Bay Lorry, kızarıp samimi bir şekilde, “Bunu daha önce de söylemiştiniz efendim. Biz iş adamları şirketimiz için çalışırız, patronlarımız için değil. Şirketi kendimizden daha fazla düşünmeliyiz.” dedi.
“Biliyorum, biliyorum.” diye pervasızca atıldı Bay Carton. “Sinirlenmeyin Bay Lorry, diğerleri kadar iyi olduğunuzdan eminim; hatta daha iyi olduğunuzu söyleyebilirim.”
“Ve gerçekten efendim,” diye devam etti karşısındakine kulak vermeden, “bu konuyla neden ilgilendiğinizi bilmiyorum. Sizden yaşça büyük olmama karşın beni bağışlayın ama bunun sizi ilgilendirdiğini sanmıyorum.”
“İş mi? Çok yaşayın emi! Benim işim gücüm yok.”
“Olmaması sizin açınızdan üzücü efendim.”
“Ben de öyle düşünüyorum.”
“Eğer bir işiniz olsaydı,” diye devam etti Bay Lorry, “belki de onunla meşgul olurdunuz.”

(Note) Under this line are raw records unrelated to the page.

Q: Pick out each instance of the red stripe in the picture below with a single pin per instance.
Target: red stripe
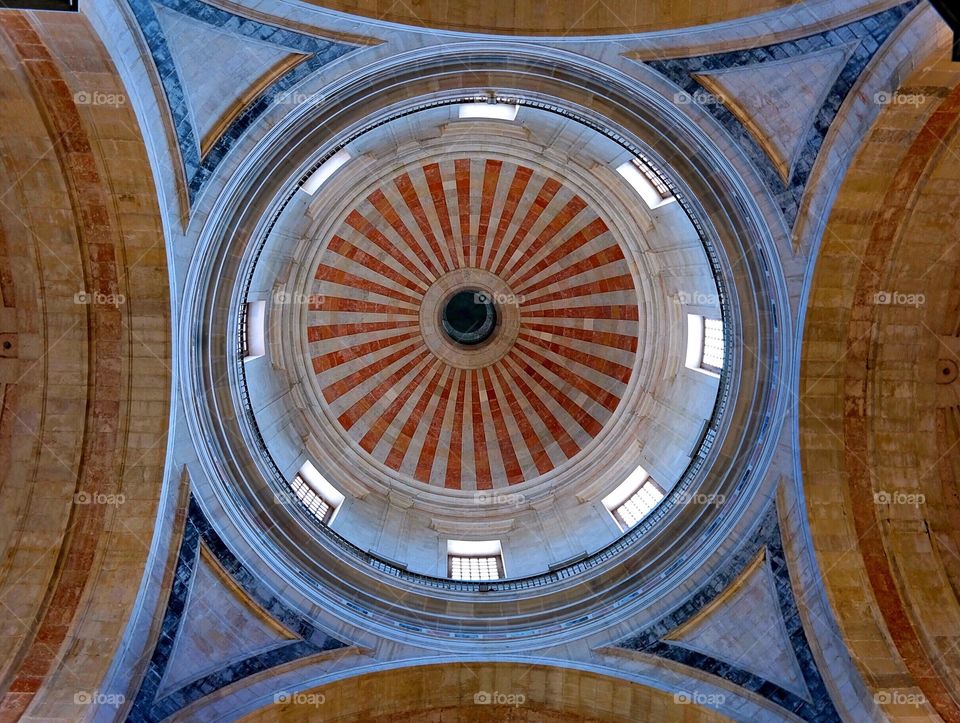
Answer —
(480, 457)
(560, 434)
(402, 443)
(595, 392)
(360, 407)
(624, 282)
(410, 197)
(335, 303)
(383, 421)
(608, 255)
(511, 465)
(389, 213)
(336, 390)
(491, 178)
(439, 196)
(323, 332)
(452, 476)
(361, 225)
(564, 216)
(428, 450)
(603, 338)
(612, 312)
(518, 186)
(530, 438)
(345, 278)
(586, 420)
(333, 359)
(461, 169)
(547, 191)
(362, 258)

“Alemsiniz doğrusu! Hayır, olmamalıydım.” dedi Bay Carton.
“Pekâlâ beyefendi!” dedi senini yükselterek Bay Lorry; adamın kayıtsızlığı onu iyice çileden çıkarmıştı. “İş gerçekten çok iyi bir şeydir ve çok da saygıdeğerdir. Ve beyefendi, iş, beraberinde kısıtlamalar, suskunluklar ve engeller getiriyorsa da, asil genç beyefendi Bay Darnay bunları hoş görmesini bilecektir. Bay Darnay, iyi geceler. Tanrı sizi korusun efendim! Umarım kurtuluşunuzla bağışlanan hayatınız size refah ve mutluluk getirir… Hey arabacı!”
Avukata olduğu gibi biraz da kendisine kızan Bay Lorry arabaya binerek Tellson’a doğru yola çıktı. Porto şarabı kokan ama pek de sarhoş durmayan Carton adamın arkasından gülerek Bay Darnay’ye döndü.
“Sizinle beni bir araya getiren garip bir şans. Bu sokak taşları üzerinde benzerinizle yalnız kalmak sizin için garip olmalı.”
“Hâlâ bu dünyada olduğumu ancak fark ediyorum.” diye cevapladı Charles Darnay.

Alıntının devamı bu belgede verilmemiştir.